Usability Test & Success Metrics

The redesigned dashboard was tested with a sample group of SonarQube users, including developers, DevOps engineers, and project managers. The test showed increased overall user satisfaction. The redesign achieved significant improvements in the following areas:

  1. User Engagement: Thanks to the improved visual hierarchy and layout, users reported reduced time spent searching for critical information.

  2. Reduced Learning Curve: New users reported a faster analyzing time due to the contextual help and clear metrics. Reduce confused.
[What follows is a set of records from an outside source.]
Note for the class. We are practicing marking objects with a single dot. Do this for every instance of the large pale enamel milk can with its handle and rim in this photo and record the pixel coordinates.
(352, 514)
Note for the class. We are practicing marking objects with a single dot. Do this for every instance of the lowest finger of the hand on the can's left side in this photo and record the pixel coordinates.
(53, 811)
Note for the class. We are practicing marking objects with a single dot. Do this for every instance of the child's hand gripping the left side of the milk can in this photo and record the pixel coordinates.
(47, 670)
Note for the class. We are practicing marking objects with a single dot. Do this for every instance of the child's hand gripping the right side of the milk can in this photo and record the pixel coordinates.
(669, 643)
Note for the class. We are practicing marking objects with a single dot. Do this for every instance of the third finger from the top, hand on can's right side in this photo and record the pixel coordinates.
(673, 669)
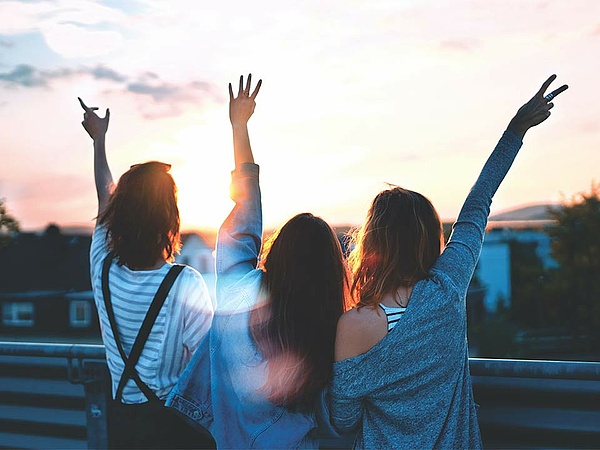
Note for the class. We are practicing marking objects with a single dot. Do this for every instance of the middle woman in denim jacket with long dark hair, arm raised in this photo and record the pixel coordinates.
(272, 340)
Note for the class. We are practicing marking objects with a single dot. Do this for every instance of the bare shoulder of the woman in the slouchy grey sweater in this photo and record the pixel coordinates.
(358, 330)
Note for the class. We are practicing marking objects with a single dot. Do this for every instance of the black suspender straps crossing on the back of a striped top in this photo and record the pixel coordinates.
(140, 341)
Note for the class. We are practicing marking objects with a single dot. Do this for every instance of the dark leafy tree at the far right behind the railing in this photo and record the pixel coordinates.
(576, 247)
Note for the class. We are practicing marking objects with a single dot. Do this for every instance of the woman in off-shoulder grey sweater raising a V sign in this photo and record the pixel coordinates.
(401, 379)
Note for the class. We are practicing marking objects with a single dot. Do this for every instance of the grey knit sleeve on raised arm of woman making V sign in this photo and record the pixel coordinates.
(461, 254)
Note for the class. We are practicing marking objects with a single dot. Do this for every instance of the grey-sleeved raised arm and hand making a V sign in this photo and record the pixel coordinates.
(462, 252)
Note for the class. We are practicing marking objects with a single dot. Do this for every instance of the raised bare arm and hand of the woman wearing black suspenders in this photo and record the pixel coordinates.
(96, 128)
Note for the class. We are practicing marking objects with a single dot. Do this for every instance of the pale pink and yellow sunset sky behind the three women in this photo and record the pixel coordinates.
(355, 94)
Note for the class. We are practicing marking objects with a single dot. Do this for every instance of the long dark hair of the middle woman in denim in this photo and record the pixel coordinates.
(305, 283)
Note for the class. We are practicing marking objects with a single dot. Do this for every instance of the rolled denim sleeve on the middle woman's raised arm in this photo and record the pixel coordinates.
(240, 236)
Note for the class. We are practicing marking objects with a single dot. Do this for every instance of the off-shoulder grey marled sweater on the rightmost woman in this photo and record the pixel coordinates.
(413, 388)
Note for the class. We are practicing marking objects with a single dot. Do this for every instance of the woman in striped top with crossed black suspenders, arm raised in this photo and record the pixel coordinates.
(153, 314)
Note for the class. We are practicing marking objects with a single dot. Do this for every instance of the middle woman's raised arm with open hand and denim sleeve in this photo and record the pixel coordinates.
(240, 236)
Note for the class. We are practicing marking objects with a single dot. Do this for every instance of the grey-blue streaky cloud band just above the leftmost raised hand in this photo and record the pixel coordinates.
(159, 98)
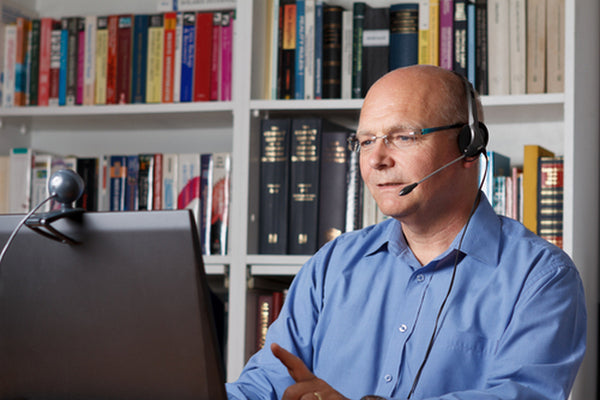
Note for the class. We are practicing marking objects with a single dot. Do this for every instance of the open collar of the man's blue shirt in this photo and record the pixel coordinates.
(482, 239)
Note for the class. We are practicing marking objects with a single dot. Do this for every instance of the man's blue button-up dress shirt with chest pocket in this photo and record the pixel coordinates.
(361, 312)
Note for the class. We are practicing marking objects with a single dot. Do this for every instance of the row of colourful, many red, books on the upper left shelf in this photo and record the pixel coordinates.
(118, 59)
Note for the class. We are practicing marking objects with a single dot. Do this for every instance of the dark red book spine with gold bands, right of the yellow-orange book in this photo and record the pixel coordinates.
(550, 199)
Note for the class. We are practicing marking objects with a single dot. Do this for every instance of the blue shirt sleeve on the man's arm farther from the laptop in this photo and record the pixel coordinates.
(543, 346)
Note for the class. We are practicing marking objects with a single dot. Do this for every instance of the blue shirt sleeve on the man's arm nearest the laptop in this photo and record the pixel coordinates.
(264, 377)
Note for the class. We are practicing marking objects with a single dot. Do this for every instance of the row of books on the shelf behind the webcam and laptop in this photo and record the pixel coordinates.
(200, 182)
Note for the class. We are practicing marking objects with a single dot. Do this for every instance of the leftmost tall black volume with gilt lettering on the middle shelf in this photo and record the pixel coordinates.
(274, 186)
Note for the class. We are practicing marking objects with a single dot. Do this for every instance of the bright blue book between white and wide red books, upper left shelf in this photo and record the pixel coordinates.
(188, 46)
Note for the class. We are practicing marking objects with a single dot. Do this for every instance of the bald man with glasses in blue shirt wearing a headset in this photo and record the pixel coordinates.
(445, 300)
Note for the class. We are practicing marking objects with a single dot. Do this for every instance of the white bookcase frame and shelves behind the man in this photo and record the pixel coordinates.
(566, 123)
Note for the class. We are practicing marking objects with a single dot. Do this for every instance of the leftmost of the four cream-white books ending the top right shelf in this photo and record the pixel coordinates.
(498, 47)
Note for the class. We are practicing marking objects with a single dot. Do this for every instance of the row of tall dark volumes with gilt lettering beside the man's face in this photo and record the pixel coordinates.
(310, 189)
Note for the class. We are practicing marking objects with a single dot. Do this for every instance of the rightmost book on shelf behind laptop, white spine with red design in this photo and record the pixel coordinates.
(219, 218)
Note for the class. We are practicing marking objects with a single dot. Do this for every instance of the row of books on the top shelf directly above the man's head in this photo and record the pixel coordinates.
(325, 51)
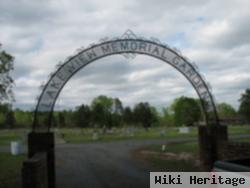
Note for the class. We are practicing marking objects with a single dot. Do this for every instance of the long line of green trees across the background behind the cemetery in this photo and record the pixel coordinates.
(108, 112)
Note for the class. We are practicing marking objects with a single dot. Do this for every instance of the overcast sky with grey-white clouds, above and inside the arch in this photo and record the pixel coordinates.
(213, 34)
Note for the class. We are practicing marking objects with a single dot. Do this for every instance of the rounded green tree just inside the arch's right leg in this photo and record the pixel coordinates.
(186, 111)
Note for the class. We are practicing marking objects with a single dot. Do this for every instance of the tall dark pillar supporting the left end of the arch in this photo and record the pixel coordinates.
(44, 142)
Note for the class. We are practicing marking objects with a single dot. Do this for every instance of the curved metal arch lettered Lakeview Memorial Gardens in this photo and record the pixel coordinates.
(127, 46)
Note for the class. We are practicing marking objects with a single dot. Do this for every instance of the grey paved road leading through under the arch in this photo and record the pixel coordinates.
(101, 165)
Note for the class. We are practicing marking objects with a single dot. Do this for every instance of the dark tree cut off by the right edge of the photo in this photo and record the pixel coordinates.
(244, 109)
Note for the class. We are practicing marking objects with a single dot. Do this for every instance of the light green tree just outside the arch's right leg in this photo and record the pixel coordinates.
(226, 111)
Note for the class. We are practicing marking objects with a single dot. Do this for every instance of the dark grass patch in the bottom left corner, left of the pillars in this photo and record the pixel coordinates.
(10, 170)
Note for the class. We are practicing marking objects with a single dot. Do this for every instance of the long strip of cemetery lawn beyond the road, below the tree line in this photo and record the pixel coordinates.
(75, 135)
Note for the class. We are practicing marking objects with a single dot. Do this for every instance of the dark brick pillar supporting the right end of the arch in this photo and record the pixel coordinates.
(209, 139)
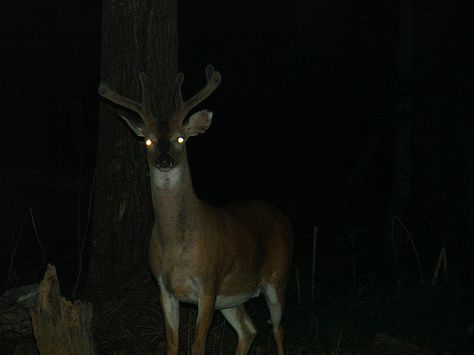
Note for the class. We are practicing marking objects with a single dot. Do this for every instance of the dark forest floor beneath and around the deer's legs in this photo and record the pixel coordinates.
(377, 319)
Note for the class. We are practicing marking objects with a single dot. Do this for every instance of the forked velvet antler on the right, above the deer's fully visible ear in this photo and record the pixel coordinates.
(213, 80)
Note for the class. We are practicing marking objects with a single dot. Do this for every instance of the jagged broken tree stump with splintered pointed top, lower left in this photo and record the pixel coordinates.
(61, 327)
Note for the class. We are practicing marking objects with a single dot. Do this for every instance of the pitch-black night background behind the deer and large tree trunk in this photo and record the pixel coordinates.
(306, 117)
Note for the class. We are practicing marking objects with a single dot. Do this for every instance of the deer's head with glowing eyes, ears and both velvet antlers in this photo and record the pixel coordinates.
(165, 139)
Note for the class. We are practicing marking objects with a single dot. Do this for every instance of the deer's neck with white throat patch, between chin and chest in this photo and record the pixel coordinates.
(175, 203)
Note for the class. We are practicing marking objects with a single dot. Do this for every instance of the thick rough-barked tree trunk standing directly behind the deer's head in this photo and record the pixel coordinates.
(136, 36)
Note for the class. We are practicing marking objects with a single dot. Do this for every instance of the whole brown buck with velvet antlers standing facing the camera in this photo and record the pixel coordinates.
(216, 258)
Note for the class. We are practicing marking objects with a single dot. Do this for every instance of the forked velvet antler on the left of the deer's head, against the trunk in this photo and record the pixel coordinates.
(143, 109)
  3. Actionable Insights: The actionable data presentation increased the number of users taking immediate action after identifying issues.

  4. Issue Resolution Time: Teams reported a reduced average time to resolve issues, as the new design made it easier to identify, prioritize, and address code quality concerns.

Suggestions for Further Iterations

  • Improve the overall UI and consistency across the whole software.

  • Implement Accessibility requirements.

  • Introduce more graphs or icons to show trends.

  • Adding more direct actions and customizable elements.

  • Run more user research and usability tests.

Conclusion

The new SonarQube dashboard significantly improves clarity, usability, and interactivity. Its use of visual hierarchy, actionable insights, and clean layout align well with the redesign goals.

Learnings

Key aspects of data visualization in B2B projects

In B2B projects, effective data visualization is crucial for making informed decisions and communicating insights clearly.

  1. Clarity: Ensure that visualizations are clear and easy to understand. Avoid clutter and focus on straightforwardly presenting data.

  2. Relevance: Tailor visualizations to the specific needs and interests of the audience. Highlight the most relevant metrics and insights for stakeholders.

  3. Accuracy: Ensure that the data is accurate and up-to-date. Misleading or incorrect visualizations can lead to poor decision-making.

  4. Simplicity: Use simple and intuitive charts and graphs. Overly complex visualizations can confuse the audience and obscure key insights.

  5. Consistency: Maintain a consistent style and format across all visualizations. This helps in maintaining professionalism and makes comparisons easier.

  6. Interactivity: Incorporate interactive elements like filters and drill-downs where appropriate. This allows users to explore the data more deeply and gain personalized insights.

  7. Customization: You can customize visualizations to fit the specific needs of different stakeholders, such as executives, managers, or analysts.

  8. Actionability: Focus on visualizations that drive action. Provide insights that lead to actionable recommendations or decisions.